MP faz operação contra quadrilha acusada de sonegar R$ 200 milhões no Ceasa

Alvos da investigação são empresários mineiros que atuam há mais de 20 anos no ramo de distribuição de alimentos

MP faz operação contra quadrilha acusada de sonegar R$ 200 milhões no Ceasa
Ceasa, em Contagem – Imagem Google Street View

Acontece nesta manhã de quinta-feira (12) a operação Demerara contra uma quadrilha acusada de sonegar R$ 200 milhões  no Ceasa, em Contagem, e nas cidades de Barbacena, Varginha e São Paulo.

Conforme o Ministério Público de Minas Gerais (MPMG), trata-se de uma organização criminosa formada por “pessoas ricas, bem instruídas e devidamente orientadas por especialistas”.

O grupo empresarial do ramo de distribuição de alimentos, principalmente açúcar, é investigado por crimes contra a ordem tributária, além de falsidade ideológica, associação criminosa e lavagem de dinheiro, entre 2001 e 2017.

Nesse período, a organização, composta por mais de 10 empresas, teria sonegado cerca de R$ 200 milhões em ICMS devidos ao Estado de Minas Gerais.

De acordo com as investigações, eles compravam notas fiscais frias no mercado negro e as utilizavam para diminuir o valor mensal do imposto.

Força-tarefa

Para desbaratar a ação do grupo empresarial, a força-tarefa composta pelo Ministério Público de Minas Gerais, Receita Estadual e Polícia Civil deflagrou hoje a operação.

São cumpridos seis mandados de prisão e 12 de busca e apreensão, expedidos pela Vara de Inquéritos de Contagem, contra alvos localizados nos municípios de Belo Horizonte, Contagem, Nova Lima, Barbacena e Varginha, além de Araruama, no Rio de Janeiro.

Os investigados, desde a década de 1990, teriam constituído um grande grupo econômico composto por empresas do ramo de distribuição de alimentos, principalmente de açúcar.

O grupo seria chefiado por dois irmãos, que se utilizariam de laranjas para constituir as empresas atacadistas, blindando seu patrimônio pessoal. Há suspeita de que empregados eram coagidos a emprestar seus nomes para a constituição das empresas.

Sonegação fiscal

As investigações teriam descoberto que um dos sócios usava parte dos recursos obtidos com a sonegação fiscal para construir uma mansão localizada em loteamento nobre na cidade de Nova Lima, avaliada atualmente em torno de R$ 30 milhões.

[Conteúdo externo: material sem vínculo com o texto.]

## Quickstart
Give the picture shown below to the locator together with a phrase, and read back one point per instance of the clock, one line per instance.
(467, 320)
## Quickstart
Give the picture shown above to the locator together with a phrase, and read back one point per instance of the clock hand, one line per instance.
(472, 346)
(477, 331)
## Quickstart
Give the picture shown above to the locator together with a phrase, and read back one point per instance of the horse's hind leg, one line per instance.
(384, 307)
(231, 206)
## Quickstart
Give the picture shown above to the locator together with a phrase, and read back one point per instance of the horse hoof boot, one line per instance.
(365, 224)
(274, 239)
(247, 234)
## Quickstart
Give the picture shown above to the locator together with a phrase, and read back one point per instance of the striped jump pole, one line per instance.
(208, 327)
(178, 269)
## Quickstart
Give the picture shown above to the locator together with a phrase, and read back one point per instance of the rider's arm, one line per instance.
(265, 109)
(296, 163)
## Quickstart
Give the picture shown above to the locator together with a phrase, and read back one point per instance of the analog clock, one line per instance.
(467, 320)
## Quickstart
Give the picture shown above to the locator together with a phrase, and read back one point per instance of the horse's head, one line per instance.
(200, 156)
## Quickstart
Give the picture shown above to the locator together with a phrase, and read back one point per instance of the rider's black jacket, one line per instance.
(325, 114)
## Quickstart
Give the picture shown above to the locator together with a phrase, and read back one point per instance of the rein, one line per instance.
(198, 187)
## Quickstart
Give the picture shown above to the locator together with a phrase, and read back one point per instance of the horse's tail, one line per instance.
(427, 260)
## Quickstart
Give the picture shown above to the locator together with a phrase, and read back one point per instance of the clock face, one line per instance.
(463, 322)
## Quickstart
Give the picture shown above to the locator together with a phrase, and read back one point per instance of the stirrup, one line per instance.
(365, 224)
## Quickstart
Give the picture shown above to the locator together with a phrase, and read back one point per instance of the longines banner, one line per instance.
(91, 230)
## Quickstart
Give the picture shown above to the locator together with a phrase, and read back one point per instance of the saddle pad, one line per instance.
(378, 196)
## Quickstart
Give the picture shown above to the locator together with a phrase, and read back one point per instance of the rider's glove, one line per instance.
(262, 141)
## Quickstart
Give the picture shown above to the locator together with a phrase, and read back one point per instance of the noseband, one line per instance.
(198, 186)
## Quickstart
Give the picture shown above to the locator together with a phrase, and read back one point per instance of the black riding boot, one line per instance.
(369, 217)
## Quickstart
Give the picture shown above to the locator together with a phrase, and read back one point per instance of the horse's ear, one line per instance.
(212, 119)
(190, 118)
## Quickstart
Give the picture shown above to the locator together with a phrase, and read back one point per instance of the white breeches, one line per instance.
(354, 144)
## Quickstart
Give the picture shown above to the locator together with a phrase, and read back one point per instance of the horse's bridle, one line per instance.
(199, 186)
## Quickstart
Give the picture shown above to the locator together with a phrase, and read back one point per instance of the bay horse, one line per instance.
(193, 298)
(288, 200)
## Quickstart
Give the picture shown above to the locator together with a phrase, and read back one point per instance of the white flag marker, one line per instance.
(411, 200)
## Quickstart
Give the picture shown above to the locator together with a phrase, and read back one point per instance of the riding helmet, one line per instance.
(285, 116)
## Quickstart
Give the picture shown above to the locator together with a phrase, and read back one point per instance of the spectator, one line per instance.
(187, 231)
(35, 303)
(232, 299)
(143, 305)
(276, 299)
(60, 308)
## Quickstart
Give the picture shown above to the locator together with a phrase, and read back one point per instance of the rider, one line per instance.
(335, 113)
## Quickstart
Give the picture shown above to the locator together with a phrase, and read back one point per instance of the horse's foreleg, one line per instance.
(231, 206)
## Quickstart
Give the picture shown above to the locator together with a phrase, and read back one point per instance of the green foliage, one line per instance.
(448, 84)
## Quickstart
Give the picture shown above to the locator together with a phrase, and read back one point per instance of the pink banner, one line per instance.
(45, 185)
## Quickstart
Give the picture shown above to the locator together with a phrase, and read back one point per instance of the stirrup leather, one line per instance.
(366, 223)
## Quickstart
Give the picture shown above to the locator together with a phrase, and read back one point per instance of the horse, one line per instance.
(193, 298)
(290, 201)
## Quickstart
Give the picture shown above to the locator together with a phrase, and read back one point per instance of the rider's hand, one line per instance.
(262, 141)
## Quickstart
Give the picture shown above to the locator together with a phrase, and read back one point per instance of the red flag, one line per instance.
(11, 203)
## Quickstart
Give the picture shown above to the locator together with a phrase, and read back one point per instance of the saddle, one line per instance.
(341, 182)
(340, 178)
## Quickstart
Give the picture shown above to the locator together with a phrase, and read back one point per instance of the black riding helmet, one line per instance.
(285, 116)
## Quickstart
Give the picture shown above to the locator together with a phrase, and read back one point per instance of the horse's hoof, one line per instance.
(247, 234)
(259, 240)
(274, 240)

Conduzidas pelo MPMG e pela PC, as investigações se iniciaram após informações serem repassadas pela Receita Estadual.

A operação Demerara é mais uma desenvolvida no âmbito do Comitê Interinstitucional de Recuperação de Ativos (Cira), que busca coibir a prática de sonegação fiscal e recuperar os valores desviados do Estado.

A ação de hoje conta com a participação de quatro promotores de Justiça de Minas Gerais, 40 auditores-fiscais da Receita Estadual, seis delegados e 52 investigadores da Polícia Civil.